-1

I am newbie in R and have got to calculate the mean of column sulf from 332 files. The mean formulas bellow works well with 1 file . The problem comes when I attempt to calculate across the files.

Perhaps the reading all files and storing them in mydata does not work well? Could you help me out?

Many thanks

pollutantmean <- function(specdata,pollutant=xor(sulf,nit),i=1:332){
            specdata<-getwd()
            pollutant<-c(sulf,nit)

            for(i in 1:332){
               mydata<-read.csv(file_list[i])
            }


            sulfate <- (subset(mydata,select=c("sulfate")))
            sulf <- sulfate[!is.na(sulfate)]
            y <- mean(sulf)


       print(y) 


     }
bouncyball
  • 10,631
  • 19
  • 31
Susan
  • 11
  • 2
  • What exactly are you trying to do? Calculate the mean for each file separately and store it in a vector, calculate the mean for _all_files...? – bouncyball Jan 29 '17 at 19:26
  • @bouncyball I believe the latter is true. The tools to use here are `list.files` and `lapply`/`sapply`. – Roman Luštrik Jan 29 '17 at 21:06

2 Answers2

0

This is not tested, but the steps are as followed. Note also that this kind of questions are being asked over and over again (e.g. here). Try searching for "work on multiple files", "batch processing", "import many files" or something akin to this.

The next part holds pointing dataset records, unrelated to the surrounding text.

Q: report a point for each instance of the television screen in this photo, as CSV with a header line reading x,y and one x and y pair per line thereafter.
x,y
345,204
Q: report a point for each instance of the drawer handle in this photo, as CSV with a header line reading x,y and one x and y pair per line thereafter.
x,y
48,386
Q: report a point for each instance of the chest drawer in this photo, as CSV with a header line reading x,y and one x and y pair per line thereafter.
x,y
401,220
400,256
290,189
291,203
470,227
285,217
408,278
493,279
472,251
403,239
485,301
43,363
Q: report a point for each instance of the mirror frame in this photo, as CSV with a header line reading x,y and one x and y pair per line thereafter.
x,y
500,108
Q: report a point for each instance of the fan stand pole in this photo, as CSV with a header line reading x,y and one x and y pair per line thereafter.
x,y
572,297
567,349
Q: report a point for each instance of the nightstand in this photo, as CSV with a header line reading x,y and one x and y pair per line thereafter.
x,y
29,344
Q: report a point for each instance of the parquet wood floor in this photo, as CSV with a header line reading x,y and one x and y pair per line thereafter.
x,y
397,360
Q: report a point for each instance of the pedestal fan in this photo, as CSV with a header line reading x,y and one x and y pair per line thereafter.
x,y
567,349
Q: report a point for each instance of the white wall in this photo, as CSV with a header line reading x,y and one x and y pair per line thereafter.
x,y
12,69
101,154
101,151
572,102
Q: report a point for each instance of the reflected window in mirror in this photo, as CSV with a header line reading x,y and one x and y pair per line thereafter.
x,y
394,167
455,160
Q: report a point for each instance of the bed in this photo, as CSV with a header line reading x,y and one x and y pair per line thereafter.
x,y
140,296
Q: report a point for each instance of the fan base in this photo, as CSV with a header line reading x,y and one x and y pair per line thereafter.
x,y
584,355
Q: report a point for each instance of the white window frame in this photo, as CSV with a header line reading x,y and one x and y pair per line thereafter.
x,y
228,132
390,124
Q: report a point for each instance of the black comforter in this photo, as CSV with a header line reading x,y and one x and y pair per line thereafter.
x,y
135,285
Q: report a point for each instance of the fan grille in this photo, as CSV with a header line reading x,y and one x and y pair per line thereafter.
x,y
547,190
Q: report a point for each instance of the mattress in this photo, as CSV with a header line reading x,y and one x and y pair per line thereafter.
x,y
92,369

lx <- list.files(pattern = ".csv", full.names = TRUE)

# gives you a list of 
xy <- sapply(lx, FUN = function(x) {
  out <- read.csv(x)
  out <- out[, "sulfate", drop = FALSE] # do not drop to vector just for fun
  out <- out[is.na(out[, "sulfate"]), ]
  out
  }, simplify = FALSE)

xy <- do.call(rbind, xy) # combine the result for all files into one big data.frame
mean(xy[, "sulfate"]) # calculate the mean
# or
summary(xy)

If you are short on RAM, this can be optimized a bit.

Community
  • 1
  • 1
Roman Luštrik
  • 69,533
  • 24
  • 154
  • 197
0

thank you for your help.

I have sorted it out. the key was to use full.names=TRUE in list.files and rbind(mydata, ... ) as otherwise it reads the files one by one and does not append them after each other, which is my aim

See below. I am not sure if it is the most "R" solution but it works

       pollutantmean<-function(directory,pollutant,id=1:332){
         files_list <- list.files(directory, full.names=TRUE)   
         mydata <- data.frame()
            for (i in id) {                                
            mydata <- rbind(mydata, read.csv(files_list[i]))
            }


              if(pollutant %in% "sulfate")
                 {
                  mean(mydata$sulfate,na.rm=TRUE)

                   }
               else
                 {if(pollutant %in% "nitrate")
            {
            mean(mydata$nitrate,na.rm=TRUE)
            }
           else
            {"wrong pollutant"  
            }  
          }
         }

`

Susan
  • 11
  • 2